ピアース出版会社の校正係を勤めるウォルター・ミティは小心翼々たる平凡なサラリーマンだが、人なみはずれた白昼夢の持ち主であった。

出勤の途中、石鹸の広告を見ている中に暴風雨の中を航海する帆船の船長として活躍する夢を描いて交通事故を起こしそうになったり、編集会議で社長が病院ロマンス雑誌の企画を発表すると、天下の名国手として至難な手術をなしとげる自分を夢見て、社長に叱言を喰うというような毎日をおくっていた。

(出典:https://eiga.com/movie/47532/)

空想癖の男ウォルター

小説を出版するピアース出版社に勤めるウォルターは、小心者でいつも母親や上司に怒られてばかりの行けてない男です。

いつもビクビクした日々を過ごしているので、余計にミスばかりしてしまいます。

そんな彼が唯一英雄となれるのが空想の中だけでした。
ウォルターは空想の中で

・船長
・外科医
・空軍のパイロット
・ギャンブラー
・デザイナー
・ガンマン

になり、みんなに注目されています。

しかし現実のウォルターは空想とは大違いです。

彼は空想の中でだけしか、活躍できません。

婚約者にも愛想を尽かされそうな状態になっていました。

そんなウォルターがある日、殺人事件に巻き込まれてしまいます。
ウォルターがいつも夢見る空想のような事件。

臆病者のウォルターは事件に巻き込まれたくないのですが、なぜだが事件の中心人物になってしまいます。
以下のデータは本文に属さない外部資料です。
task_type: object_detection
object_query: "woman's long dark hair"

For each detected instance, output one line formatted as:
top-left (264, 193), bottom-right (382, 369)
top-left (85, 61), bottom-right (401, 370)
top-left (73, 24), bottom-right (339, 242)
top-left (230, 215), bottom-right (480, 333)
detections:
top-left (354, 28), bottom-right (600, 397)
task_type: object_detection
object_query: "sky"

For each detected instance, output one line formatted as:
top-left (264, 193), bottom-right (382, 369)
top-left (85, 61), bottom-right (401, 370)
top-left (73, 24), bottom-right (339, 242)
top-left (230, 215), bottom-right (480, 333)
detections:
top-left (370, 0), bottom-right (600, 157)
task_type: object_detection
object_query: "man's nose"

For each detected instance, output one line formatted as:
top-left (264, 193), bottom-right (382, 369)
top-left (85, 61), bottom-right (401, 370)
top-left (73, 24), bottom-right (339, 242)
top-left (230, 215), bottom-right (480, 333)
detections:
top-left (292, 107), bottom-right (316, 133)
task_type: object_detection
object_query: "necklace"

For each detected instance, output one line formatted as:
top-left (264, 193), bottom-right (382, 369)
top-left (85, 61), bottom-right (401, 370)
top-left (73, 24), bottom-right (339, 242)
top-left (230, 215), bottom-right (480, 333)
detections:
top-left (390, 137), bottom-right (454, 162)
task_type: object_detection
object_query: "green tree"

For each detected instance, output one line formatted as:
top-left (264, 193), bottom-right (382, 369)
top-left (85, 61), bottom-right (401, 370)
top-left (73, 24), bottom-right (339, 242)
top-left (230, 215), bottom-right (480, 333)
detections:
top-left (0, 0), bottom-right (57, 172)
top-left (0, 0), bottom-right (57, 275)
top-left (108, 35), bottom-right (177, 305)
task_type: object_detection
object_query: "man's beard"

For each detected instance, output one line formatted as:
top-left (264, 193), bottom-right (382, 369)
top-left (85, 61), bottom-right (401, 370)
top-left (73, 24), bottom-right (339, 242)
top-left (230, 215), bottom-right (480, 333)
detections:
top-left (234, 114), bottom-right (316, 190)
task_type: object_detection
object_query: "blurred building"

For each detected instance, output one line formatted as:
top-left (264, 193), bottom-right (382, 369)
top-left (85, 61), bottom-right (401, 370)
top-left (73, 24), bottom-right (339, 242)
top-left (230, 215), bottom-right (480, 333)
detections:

ウォルターは空想の中のような英雄にはなかなかなれませんが、それでも自分のできる範囲で少しずつ事件を解決し運命の女性を助けようとし始めます。

この事件もウォルターの空想だったのかと思うような展開が待っていますが、最後に彼はそれまでの自分の人生と決別する勇気を手にしていました。

『虹を掴む男 』は空想癖の男の成長物語でもありました。

ウォルターが手にしたもの

いつもミスばかりで母親・上司・恋人にも心配ばかりされているウォルター。

しかし彼が選んだ仕事は正解でした。
ウォルターはいつも空想ばかり見ています。

同僚から「ドリームボーイ」と呼ばれているほどです。

そんなウォルターは小説を出版している出版社に勤めています。
彼の空想癖が思う存分活かせる仕事のはずです。

彼が何気なく言った一言をいつも社長は聞いていて、それを自分の手柄のようにして発表します。
社長にアイデアを毎回盗まれてしまいますが、それだけウォルターのアイデアは素晴らしいということです。

それはきっと彼の想像力のおかげです。
ウォルターは自分の能力にあった仕事を選んでいたのです。

しかしいつも上司には怒られてなかりで、母親にはこき使われてばかりいます。

自信のないウォルターはそんな彼らの言いなりでした。
そんなウォルターが殺人事件に巻き込まれ、少しずつ勇気を手に入れていきます。

そして最後に「人のいいなりになる」ことをやめました。

人のいいウォルターはいつもみんなに利用されていただけです。
周囲が自分のことばかりしか考えていないことに対して、やっと反論することが出来たのです。

それは殺人事件を解決し大切な人を助けたことで、ウォルターが勇気を手に入れてからでした。

彼は最後に「編集長」と「美女」を手にします。

しかし彼が本当に手に入れたのは、「勇気」だったのです。

まとめ

小心者で空想好きの男が勇気を手に入れるまでの物語『虹を掴む男 』。

もしかして殺人事件も空想?と思ってしまいますが、ウォルターは勇気を手に入れました。

そしてこれからは人の言いなりではなく、自分の人生を歩んでいくのでしょう。